Когда обустраивали квартиру, Марина настояла, чтобы над обеденным столом нависал абажур на длинном шнуре, спущенный довольно низко. Тогда полумрак отступал за спину и уплотнялся, а всех сидящих объединял свет лампы. И они еще больше подтягивались к друг другу, стремясь оставаться в кругу света. Возникало манящее ощущение уюта. Хотя, по мнению Веры, было что-то принудительное в том, чтобы всем сгрудиться вокруг стола. Если же Марине требовалось развернуть активную хозяйственную деятельность, загорались сразу все ромбовидные лампочки под потолком.
На Верин вкус в квартире подруги вообще было много лишнего. Простенький светлый стол, обтянутый незатейливой клеенкой, и блеклый кафель на стенах её собственной кухни, служили ничуть не хуже. Может, внешне они выглядели и не так презентабельно. Зато сколько энергии сэкономлено, не говоря уже о деньгах. Да при Вериной работе и невозможно с утра до вечера заниматься чашечками, лампочками и занавесочками. К тому же ей казалось несправедливым, что женщина все это придумывает, создает и улаживает, а мужчина только пользуется и оценивает. В лучшем случае - выступает рабочей силой. А в худшем - просто не видит, как преобразилась атмосфера от нового оттенка абажура или искусно подобранных штор.
Но при всех тайных разногласиях, при встрече с подругой Вера каждый раз словно впадала в состояние гипноза - не могла ей налюбоваться. Невысокая, стройная фигурка Марины двигалась мягко, с кошачьей пластикой. Куда там неловкой Вере, заведомо неспособной рассчитать угол поворота! Ей оставалось только поражаться, какая Марина легкая и собранная.
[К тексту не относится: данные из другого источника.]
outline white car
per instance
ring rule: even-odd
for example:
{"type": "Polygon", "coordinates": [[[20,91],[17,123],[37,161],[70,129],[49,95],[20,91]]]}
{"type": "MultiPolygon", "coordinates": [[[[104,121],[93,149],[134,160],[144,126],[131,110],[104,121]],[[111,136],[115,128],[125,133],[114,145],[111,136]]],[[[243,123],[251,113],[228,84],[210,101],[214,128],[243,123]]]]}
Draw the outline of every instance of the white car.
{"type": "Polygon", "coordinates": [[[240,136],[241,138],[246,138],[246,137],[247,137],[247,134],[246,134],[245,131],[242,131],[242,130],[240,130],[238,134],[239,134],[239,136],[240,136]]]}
Действует быстро, почти бесшумно. Исходящая от ее движений тишина завораживает, притягивает, впитывает в себя все звуки.
Одежда вокруг Марины завивается и слоится, как лепестки на бутоне. Она предпочитала носить нечто весьма просторное, широкое, летящее. Поверх блузок со складчатыми юбками, тонких джемперов и платьев, всегда ещё набрасывала какие-то шали, скользящие и спадающие с плеч платки. Всякий раз что-то новое - играющее со взглядом, ласкающее тонкую фигурку.
- Может, поешь? - заботливо предложила Марина, кутаясь в шелковый, травяного цвета платок с волнистой - волнующей - бахромой.
Вера слегка поежилась в своем простецком свитере с пузырями на локтях и неизменных темных брюках. Ощутила привычную неловкость за недостаток женственности и досаду на себя.
Голубовато-зеленая чашка покачивалась в Марининых тонких пальцах с нежно-розовым маникюром. С чайным отливом перекликались глаза - светло-коричневые, ореховые. Когда Марина чем-то увлечена и внимательна к происходящему, они темнеют, кажутся непроницаемыми. Сейчас в её глазах пляшут огоньки от лампы под абажуром. Несмотря на утренние часы, в кухне темновато. Окно заслоняет большое, раскидистое дерево. А затянувшаяся теплая осень почти не тронула его шевелюру.
- У тебя что-то случилась? - заерзала Вера, приметив Маринину нервность и нетерпеливое постукивание кончиков ногтей о полированную поверхность.
Ох, как мучительно своей невнятностью это навалившееся в дверях предчувствие. Ну, почему все внутри так болит и ноет, как будто беда пришла? Вера не находила объяснений.
- Ну, не то чтобы случилось... У нас действительно грядут некоторые перемены, - запинаясь, смущенно проговорила Марина.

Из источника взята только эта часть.